About 74% of improper payments were due to insufficient documentation. The term “insufficient documentation” covers a wide range of issues, including:

  • The reviewer couldn’t determine whether services were provided.
  • The reviewer couldn’t determine whether services were provided at the amount billed.
  • The reviewer couldn’t determine whether the services were medically necessary.
  • A specific document was missing from the claim.
  • A physician’s signature was missing or illegible.
  • A form was not entirely completed.
  • A physician did not add sufficient detail to the claim.
  • A service code was incorrect.

According to CMS, these improper payments typically involve situations where a state or provider missed an administrative step. They do not necessarily indicate fraud. Of the $31.1 billion in claims deemed improper, $23.4 billion were due to insufficient documentation.

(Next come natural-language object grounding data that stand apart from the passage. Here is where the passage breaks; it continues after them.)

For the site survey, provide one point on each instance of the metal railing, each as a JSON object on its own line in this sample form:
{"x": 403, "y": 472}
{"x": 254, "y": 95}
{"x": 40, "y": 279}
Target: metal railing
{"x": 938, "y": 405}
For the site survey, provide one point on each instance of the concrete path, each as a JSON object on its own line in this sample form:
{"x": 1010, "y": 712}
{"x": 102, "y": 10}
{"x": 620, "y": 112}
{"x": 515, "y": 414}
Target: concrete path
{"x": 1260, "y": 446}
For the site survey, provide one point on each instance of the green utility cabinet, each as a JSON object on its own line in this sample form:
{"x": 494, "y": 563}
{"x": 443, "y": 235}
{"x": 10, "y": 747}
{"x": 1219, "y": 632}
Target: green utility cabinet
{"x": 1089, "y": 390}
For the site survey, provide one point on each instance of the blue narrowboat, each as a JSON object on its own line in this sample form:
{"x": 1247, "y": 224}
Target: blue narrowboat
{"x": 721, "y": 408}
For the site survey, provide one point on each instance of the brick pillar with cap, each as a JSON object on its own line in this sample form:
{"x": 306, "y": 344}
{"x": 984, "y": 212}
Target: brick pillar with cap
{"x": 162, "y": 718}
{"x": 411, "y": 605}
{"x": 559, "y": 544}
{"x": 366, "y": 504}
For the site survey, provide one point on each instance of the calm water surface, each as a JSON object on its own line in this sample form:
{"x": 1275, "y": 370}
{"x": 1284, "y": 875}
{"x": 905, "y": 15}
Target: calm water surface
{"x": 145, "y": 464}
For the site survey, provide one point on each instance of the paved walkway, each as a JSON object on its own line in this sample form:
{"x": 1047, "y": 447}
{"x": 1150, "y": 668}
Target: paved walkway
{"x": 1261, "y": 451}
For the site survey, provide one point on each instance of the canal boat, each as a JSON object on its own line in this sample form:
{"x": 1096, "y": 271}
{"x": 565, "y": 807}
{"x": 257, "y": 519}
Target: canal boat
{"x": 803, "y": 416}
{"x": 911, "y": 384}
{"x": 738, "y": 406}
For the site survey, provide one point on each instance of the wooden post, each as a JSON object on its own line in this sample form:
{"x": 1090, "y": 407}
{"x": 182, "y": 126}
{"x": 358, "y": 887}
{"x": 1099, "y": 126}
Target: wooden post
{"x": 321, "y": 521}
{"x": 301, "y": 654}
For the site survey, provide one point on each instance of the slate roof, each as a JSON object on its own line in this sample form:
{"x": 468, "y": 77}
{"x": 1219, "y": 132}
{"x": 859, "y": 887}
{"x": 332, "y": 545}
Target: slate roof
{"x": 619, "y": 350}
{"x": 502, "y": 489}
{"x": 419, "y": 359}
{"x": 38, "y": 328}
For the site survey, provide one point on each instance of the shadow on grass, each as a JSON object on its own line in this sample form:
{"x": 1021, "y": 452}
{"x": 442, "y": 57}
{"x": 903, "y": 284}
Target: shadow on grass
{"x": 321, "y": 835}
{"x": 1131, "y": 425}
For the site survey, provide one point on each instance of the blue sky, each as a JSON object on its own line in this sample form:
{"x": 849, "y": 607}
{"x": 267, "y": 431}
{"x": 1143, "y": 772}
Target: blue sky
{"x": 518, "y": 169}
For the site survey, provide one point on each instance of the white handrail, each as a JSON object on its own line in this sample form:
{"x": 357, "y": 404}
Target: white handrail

2. Not medically necessary

About 15.6% of payments were classified as improper because the service provided was not considered necessary or the beneficiary was ineligible for that service.

3. A provider was not enrolled in the program

The final 5% of claims was deemed improper because the medical provider was not enrolled in Medicaid or for other reasons.

While nearly 95% of Medicaid payments made in 2024 appear legitimate, approximately 5.09% raised a question. That’s not to say that 5.09% isn’t important. Medicaid fraud — when it exists — is a serious matter, taking money from the taxpayers who fund it. It’s also a serious issue for those who commit it, with the government identifying and prosecuting the fraudsters.

Unless new evidence presents itself, what the public knows right now is that losses to Medicaid fraud don’t appear to be large enough to make a dent in the administration’s hoped-for $880 million in spending cuts.